Dienstag, 27. Januar 2009

Freundschaft mit dem Feind

Als ich im Oktober 1994 für zwei Wochen nach Georgien reiste, um für meine Diplomarbeit fehlendes Karten-Quellmaterial zu suchen, lernte ich an der Universität von Tbilisi David Beruchashvili kennen.
Kurz vorher hatte mich sein Vater Nicholas, Professor und Leiter des Kartographie-Instituts an der Uni, mit meinem Gesuch nach Karten (etwas unwirsch) mit den Worten: "Es ist doch alles vorhanden." abblitzen lassen.
David bot mir an, mir seinen sowjetischen Schulatlas vom Ende der 1970er auszuleihen, und so gingen wir zu Fuss zu ihm nach Hause.

Dort traf ich seine Grossmutter, eine kleine, alte, gebeugte Frau, die mir, als David mich als Germanelli (Deutscher) vorstellte, sehr nett zulächelte und etwas sagte, was ich nicht verstand. David erzählte mir, seine Oma hätte schon als junge Frau alle Zähne verloren bei der Belagerung Leningrads durch Deutschland im 2. Weltkrieg. Damals wusste ich nicht viel von dieser Belagerung, aber mir wurde etwas mulmig gegenüber seiner Grossmutter.

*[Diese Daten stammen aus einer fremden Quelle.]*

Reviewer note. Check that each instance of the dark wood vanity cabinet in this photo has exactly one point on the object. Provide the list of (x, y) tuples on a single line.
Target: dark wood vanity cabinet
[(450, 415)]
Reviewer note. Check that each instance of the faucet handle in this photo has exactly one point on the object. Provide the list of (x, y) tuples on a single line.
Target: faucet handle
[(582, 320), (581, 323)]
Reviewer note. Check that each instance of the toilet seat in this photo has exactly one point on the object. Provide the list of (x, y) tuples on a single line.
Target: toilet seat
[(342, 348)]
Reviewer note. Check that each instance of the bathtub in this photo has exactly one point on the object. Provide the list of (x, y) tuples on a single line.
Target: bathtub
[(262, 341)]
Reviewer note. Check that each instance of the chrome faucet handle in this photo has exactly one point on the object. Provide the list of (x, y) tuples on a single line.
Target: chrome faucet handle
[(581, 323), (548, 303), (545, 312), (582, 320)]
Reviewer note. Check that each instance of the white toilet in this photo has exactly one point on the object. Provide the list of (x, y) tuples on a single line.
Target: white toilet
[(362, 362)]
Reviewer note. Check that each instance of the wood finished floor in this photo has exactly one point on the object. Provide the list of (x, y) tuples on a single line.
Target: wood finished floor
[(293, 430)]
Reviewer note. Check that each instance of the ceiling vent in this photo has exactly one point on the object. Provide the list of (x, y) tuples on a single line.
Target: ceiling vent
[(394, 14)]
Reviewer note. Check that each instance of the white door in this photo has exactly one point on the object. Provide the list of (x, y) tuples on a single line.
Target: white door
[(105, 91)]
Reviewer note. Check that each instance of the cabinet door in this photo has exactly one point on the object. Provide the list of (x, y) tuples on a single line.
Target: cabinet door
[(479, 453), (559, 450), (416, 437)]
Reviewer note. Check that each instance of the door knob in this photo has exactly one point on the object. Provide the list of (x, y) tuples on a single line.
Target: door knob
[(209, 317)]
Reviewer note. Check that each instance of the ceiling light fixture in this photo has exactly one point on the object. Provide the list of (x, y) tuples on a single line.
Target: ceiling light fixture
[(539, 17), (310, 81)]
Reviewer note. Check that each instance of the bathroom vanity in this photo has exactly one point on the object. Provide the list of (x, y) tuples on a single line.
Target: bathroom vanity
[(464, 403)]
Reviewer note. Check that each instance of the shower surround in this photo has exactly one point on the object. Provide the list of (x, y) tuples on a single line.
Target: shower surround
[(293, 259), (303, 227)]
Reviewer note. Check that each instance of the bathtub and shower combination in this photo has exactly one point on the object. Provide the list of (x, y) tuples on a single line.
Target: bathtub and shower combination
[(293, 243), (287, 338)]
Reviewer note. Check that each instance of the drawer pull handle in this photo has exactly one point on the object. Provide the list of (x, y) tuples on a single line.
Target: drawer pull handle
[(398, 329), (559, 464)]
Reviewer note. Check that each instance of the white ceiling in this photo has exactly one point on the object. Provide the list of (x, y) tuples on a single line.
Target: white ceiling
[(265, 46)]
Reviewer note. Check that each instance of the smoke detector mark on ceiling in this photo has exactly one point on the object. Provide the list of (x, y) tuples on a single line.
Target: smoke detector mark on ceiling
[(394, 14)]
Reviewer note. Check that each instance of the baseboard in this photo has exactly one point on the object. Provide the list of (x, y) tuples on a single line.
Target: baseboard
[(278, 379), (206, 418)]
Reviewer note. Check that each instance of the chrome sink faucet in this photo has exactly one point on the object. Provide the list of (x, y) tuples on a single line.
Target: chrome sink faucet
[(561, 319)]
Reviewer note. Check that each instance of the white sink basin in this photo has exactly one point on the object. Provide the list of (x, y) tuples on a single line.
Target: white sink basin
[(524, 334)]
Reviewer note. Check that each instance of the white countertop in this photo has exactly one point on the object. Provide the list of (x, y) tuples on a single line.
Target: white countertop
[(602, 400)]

Trotzdem war sie immer freundlich und lächelte, auch als sie uns einen Happen zu essen brachte während wir den Atlas durchblätterten.
Später verabschiedeten wir uns und sie gab mir eine Umarmung.

Ich habe immer wieder an die Frau denken müssen, die trotz der Qualen, die ihr Deutsche zugefügt haben, keinen Groll gegen "uns" verspürte.

Heute jährt sich der Tag, an dem Leningrad befreit wurde, zum 65. Mal. Spiegel-Online hat einen Artikel dazu.